Jordan rolled his eyes. Of course she had. She’d been checking up on him, trying to catch him in a lie. “Yes, sir. I’m here now.”
“Good, good. My name’s Eddie Lauer. My wife’s Edna Lauer. Ed and Ed.” He smiled, displaying a missing tooth on his bottom row. “Almost sixty years together and that never gets old. Here, let me show you to your room.”
The cloud of smoke that followed Eddie around was nearly unbearable. Jordan wondered how his wife could stand it. He kept a safe distance, grabbing his suitcase from the car and trailing a few steps behind the old man.
“It’s too bad you caught us at our worst,” Eddie explained as the sound of hammering broke the silence. “My nephew’s remodeling for us. All rooms except for yours are under construction. With only one room available, I’m afraid you’re going to have to deal with some of the overflow from my wife’s decorating.”
He pulled a diamond shaped key chain from the pocket of his over-sized jeans and dangled it for Jordan to see. A key hung from the loop with the number five printed on it in sharpie. He stopped in front of the furthest room from the office with a matching number five on the door.

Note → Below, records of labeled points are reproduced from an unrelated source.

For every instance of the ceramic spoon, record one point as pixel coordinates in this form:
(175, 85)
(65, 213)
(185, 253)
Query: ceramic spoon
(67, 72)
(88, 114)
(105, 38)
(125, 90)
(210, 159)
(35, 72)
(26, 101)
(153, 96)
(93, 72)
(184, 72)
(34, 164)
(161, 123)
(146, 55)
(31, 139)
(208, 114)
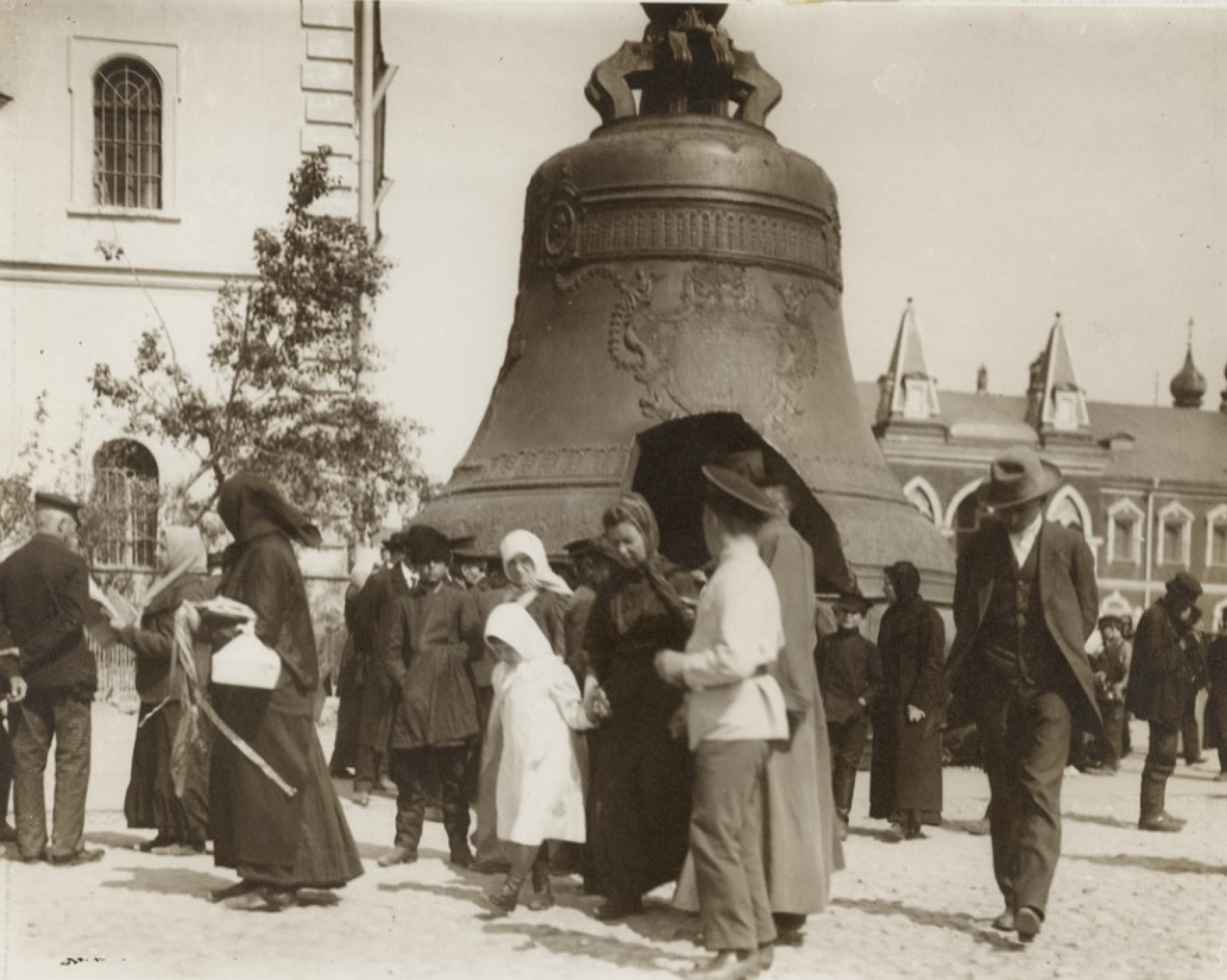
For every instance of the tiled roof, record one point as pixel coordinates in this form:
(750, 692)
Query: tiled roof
(1188, 445)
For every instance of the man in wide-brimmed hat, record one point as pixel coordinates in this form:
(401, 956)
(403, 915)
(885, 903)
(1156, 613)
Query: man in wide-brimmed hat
(1167, 662)
(803, 826)
(734, 711)
(1025, 604)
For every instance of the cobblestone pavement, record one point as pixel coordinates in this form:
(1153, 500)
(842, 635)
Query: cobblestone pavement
(1125, 905)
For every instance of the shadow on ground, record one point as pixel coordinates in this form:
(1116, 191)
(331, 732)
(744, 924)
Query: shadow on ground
(605, 949)
(955, 921)
(1101, 821)
(168, 881)
(1150, 863)
(885, 837)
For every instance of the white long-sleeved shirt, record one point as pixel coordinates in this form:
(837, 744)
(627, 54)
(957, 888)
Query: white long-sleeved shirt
(738, 631)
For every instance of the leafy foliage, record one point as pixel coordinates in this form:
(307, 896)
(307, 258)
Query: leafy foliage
(289, 361)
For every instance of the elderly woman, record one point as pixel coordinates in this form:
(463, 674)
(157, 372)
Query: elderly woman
(537, 586)
(641, 775)
(276, 843)
(151, 801)
(905, 784)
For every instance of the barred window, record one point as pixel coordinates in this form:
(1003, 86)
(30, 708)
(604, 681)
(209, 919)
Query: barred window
(128, 135)
(124, 505)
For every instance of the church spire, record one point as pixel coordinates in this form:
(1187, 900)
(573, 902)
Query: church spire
(1057, 403)
(908, 392)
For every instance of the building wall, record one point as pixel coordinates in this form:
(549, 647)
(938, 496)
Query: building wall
(247, 89)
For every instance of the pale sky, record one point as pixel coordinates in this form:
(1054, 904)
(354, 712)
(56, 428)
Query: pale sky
(995, 163)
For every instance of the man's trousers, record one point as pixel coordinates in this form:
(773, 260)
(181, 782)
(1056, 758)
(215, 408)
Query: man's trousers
(727, 844)
(63, 717)
(1026, 740)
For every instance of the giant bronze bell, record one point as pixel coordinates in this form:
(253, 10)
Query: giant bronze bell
(679, 298)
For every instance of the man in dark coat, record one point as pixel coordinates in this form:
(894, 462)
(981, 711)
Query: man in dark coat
(1166, 662)
(383, 589)
(432, 639)
(1025, 604)
(905, 785)
(851, 676)
(45, 594)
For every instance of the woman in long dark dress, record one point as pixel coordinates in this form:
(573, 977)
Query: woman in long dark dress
(151, 801)
(905, 785)
(641, 775)
(278, 844)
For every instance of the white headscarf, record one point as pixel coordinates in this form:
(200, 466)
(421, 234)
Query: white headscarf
(511, 623)
(529, 545)
(184, 555)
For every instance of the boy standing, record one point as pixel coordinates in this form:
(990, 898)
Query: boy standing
(734, 709)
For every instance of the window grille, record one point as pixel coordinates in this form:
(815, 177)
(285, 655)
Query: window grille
(124, 505)
(128, 135)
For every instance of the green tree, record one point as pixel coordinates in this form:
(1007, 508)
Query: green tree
(289, 364)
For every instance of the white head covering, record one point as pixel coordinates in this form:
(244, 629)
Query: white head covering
(511, 623)
(364, 565)
(529, 545)
(184, 555)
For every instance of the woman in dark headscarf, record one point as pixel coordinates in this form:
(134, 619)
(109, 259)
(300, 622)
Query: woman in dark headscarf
(905, 784)
(641, 775)
(151, 801)
(276, 843)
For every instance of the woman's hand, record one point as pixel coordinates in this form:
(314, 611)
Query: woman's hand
(670, 665)
(597, 703)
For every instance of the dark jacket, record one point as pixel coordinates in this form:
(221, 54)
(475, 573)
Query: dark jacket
(1161, 675)
(431, 643)
(45, 599)
(912, 643)
(154, 639)
(1070, 601)
(849, 669)
(263, 573)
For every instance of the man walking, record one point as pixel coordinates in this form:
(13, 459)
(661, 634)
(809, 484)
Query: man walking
(1166, 664)
(45, 593)
(1025, 604)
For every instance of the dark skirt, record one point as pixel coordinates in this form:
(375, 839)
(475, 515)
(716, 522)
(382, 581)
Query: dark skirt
(301, 842)
(151, 800)
(906, 768)
(639, 803)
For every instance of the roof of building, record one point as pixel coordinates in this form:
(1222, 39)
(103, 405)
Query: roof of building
(1188, 445)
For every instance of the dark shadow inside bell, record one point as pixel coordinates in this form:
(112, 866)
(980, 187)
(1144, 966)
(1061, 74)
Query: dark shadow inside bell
(668, 474)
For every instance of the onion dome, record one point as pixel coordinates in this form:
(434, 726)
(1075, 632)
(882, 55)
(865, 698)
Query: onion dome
(1189, 385)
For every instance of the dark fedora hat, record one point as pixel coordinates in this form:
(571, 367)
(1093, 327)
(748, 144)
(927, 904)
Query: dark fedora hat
(57, 502)
(852, 602)
(1016, 477)
(1184, 586)
(425, 544)
(736, 487)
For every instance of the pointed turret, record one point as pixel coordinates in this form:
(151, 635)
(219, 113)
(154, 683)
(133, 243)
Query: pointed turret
(908, 392)
(1057, 403)
(1189, 385)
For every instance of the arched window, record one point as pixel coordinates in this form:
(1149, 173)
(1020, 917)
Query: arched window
(924, 498)
(1070, 510)
(128, 135)
(1175, 535)
(124, 505)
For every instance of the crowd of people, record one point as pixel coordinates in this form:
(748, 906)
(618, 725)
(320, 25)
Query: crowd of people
(631, 722)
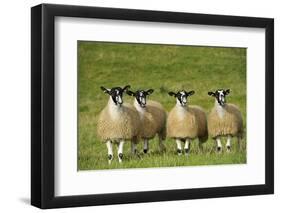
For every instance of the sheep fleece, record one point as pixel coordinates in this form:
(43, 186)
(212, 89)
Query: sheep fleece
(190, 122)
(124, 126)
(230, 124)
(153, 120)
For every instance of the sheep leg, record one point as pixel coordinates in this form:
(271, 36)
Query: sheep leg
(186, 147)
(239, 143)
(228, 143)
(219, 146)
(145, 145)
(161, 144)
(200, 146)
(133, 148)
(109, 151)
(120, 151)
(178, 141)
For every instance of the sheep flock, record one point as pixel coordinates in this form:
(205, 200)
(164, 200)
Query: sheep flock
(124, 123)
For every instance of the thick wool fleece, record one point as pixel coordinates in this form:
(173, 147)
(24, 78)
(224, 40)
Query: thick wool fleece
(124, 124)
(153, 120)
(187, 122)
(230, 123)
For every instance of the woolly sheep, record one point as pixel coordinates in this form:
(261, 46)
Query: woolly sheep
(152, 116)
(224, 120)
(117, 122)
(186, 123)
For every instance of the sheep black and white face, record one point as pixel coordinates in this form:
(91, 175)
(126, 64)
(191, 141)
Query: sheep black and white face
(220, 95)
(116, 94)
(181, 96)
(140, 96)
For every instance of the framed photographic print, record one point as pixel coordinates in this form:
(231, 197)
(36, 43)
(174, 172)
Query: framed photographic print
(139, 106)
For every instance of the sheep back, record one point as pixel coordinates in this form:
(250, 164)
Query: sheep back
(125, 125)
(230, 124)
(153, 120)
(187, 122)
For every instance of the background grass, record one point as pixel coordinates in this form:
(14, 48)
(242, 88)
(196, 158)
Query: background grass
(164, 68)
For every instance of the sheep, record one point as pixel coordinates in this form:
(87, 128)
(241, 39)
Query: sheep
(186, 123)
(118, 122)
(224, 120)
(152, 116)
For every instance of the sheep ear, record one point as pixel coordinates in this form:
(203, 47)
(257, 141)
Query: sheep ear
(130, 93)
(172, 93)
(211, 94)
(150, 91)
(105, 90)
(126, 88)
(226, 92)
(191, 93)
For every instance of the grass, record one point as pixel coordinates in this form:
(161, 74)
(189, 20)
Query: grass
(164, 68)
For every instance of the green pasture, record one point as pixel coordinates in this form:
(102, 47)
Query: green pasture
(163, 68)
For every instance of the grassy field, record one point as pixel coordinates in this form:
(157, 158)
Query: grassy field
(164, 68)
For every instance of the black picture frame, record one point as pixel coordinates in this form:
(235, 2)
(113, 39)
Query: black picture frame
(43, 105)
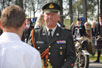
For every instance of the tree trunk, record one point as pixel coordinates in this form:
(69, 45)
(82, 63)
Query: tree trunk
(85, 9)
(70, 11)
(100, 6)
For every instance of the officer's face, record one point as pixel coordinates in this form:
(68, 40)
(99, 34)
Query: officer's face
(51, 19)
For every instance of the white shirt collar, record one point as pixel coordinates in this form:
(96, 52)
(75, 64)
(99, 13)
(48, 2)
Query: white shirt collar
(53, 30)
(10, 36)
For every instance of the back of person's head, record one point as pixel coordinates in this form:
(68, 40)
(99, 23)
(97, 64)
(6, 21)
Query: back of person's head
(100, 16)
(12, 16)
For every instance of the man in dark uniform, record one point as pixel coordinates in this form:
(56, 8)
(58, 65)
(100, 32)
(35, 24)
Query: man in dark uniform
(99, 39)
(54, 43)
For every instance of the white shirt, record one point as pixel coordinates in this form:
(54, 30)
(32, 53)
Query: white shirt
(16, 54)
(52, 32)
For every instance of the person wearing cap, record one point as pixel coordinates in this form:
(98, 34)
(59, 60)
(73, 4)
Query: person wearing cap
(13, 52)
(54, 43)
(79, 29)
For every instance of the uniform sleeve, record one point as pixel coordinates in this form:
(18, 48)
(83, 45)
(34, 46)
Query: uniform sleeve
(30, 39)
(70, 55)
(36, 62)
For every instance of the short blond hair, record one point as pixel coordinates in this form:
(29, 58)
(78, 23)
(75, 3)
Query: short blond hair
(12, 16)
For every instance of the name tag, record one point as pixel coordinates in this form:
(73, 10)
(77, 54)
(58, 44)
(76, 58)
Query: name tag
(61, 41)
(40, 42)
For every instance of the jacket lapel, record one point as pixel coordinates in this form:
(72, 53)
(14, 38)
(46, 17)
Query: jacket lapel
(56, 35)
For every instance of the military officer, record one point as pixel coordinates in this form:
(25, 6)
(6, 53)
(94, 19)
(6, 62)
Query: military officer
(54, 43)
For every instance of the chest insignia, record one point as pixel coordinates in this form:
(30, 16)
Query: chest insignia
(40, 42)
(61, 41)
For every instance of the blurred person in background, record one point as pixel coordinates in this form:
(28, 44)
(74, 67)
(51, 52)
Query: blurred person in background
(13, 52)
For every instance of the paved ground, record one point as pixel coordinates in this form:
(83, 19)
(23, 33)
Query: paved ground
(95, 65)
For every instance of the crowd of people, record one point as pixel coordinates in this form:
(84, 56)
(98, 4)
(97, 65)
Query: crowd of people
(23, 45)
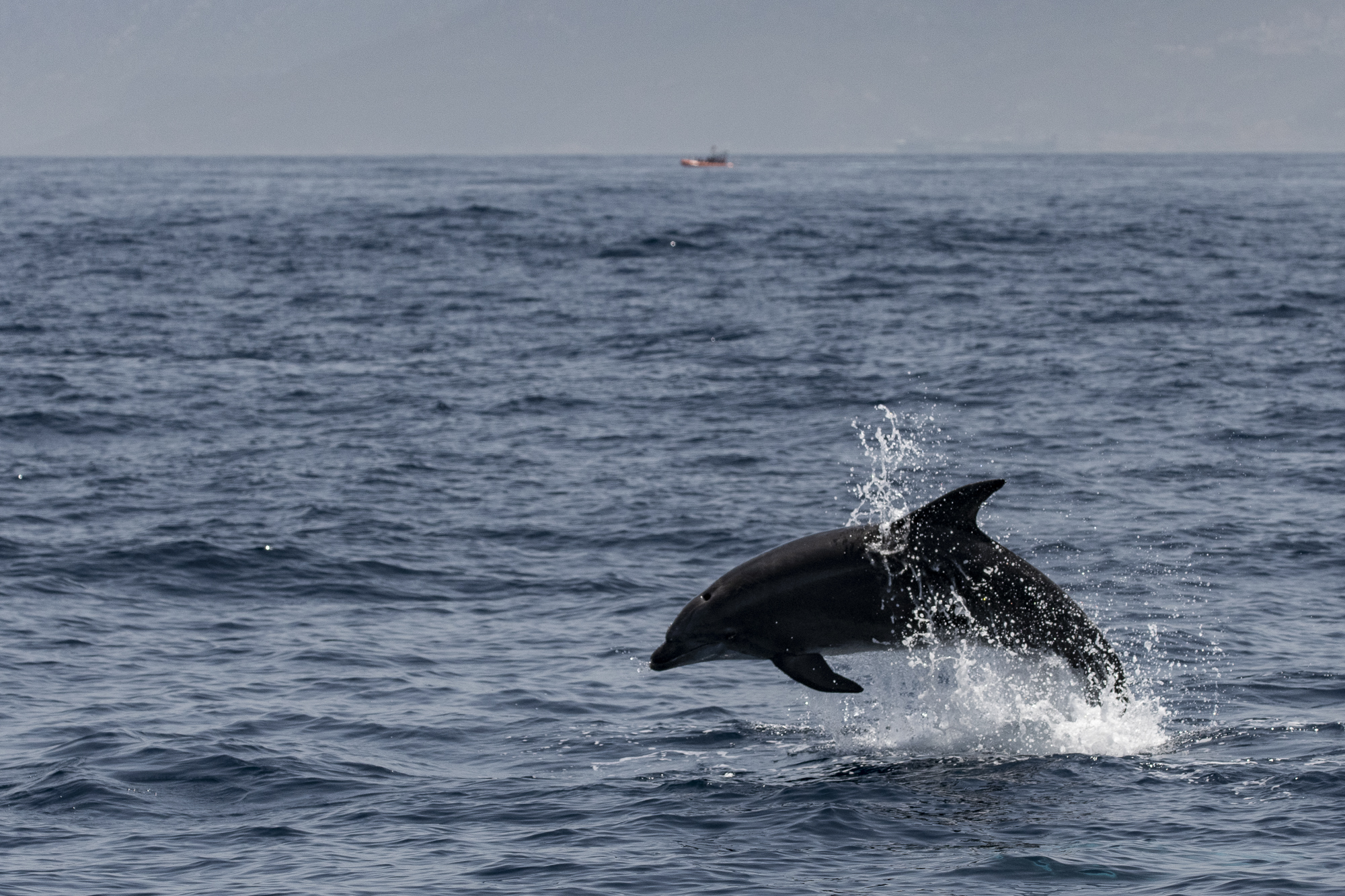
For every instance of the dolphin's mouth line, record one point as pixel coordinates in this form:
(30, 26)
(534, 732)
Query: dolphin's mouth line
(662, 659)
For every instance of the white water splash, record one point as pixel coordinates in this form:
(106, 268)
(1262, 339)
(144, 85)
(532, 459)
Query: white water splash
(970, 698)
(902, 462)
(965, 697)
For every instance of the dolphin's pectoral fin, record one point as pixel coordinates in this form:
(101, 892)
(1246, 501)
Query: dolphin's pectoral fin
(812, 670)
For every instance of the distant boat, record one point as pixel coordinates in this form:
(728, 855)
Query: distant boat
(714, 161)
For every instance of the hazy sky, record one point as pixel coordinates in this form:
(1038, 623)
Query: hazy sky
(149, 77)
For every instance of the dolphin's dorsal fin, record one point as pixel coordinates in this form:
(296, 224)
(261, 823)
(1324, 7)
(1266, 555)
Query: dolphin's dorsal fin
(958, 509)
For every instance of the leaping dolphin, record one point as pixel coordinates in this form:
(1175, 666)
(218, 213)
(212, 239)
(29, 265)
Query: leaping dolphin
(931, 575)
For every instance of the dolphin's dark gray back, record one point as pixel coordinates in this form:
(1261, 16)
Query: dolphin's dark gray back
(931, 575)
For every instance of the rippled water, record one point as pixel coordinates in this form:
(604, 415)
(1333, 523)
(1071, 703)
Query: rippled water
(346, 499)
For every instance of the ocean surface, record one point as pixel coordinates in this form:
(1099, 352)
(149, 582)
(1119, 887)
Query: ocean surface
(345, 499)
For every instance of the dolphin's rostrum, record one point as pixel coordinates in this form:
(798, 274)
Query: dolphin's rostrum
(930, 576)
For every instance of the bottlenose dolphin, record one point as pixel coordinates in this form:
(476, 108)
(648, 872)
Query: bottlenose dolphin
(930, 576)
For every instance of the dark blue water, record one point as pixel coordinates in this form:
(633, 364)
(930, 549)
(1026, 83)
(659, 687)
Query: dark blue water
(345, 501)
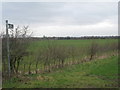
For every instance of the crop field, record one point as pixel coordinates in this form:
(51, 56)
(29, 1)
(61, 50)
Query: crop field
(67, 64)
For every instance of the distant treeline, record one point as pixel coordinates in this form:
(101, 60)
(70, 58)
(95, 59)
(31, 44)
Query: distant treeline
(84, 37)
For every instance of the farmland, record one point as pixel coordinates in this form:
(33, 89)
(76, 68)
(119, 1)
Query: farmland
(68, 63)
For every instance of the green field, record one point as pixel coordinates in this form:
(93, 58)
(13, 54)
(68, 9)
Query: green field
(95, 74)
(77, 70)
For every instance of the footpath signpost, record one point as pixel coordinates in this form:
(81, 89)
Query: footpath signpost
(8, 26)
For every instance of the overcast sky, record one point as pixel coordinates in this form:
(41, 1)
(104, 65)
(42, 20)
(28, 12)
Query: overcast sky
(64, 19)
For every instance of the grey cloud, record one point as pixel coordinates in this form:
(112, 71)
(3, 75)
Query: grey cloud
(59, 13)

“She’s been known to go a little overboard,” Eddie said apologetically as he unlocked the door and opened it for him.
Overboard was putting it lightly. Every conceivable inch of the small motel room was covered in green or red tinsel and paper. The shelves had been wrapped in tinfoil paper with intricate snowflakes that glistened. A painting of Santa Claus and his reindeer hung above the bed, staring down on the place he was supposed to sleep. A dancing elf began to move as they walked in, swinging it’s hat from side to side as a squeaky little voice sang out that Santa was coming to town. Green garland hung from the windows and a red and white comforter graced the bed.
“It’s a little much,” Eddie said uncomfortably. “But if she doesn’t decorate the motel, it’ll be our house. And I don’t need a singing elf giving me a heartache on my way to the toilet every night.”
Jordan held back a laugh and threw his suitcase on the bed. Whatever. This was only temporary. At least it got him out from under his boss’s thumb for a little bit.
Right on cue, his phone began to buzz from his briefcase. He could only guess who it could be. She could wait another minute or two.
“I’m guessing that big red box over there with the bow is the TV?” he asked Eddie, pointing at the rectangular present on a stand. At least he’d have cable while he was here. Could catch a came or two in the evenings.
“Indeed,” Eddie smiled his gap toothed smile. “We get ten channels all the way from Eau Claire. My wife likes to watch Downton Abbey on PBS.”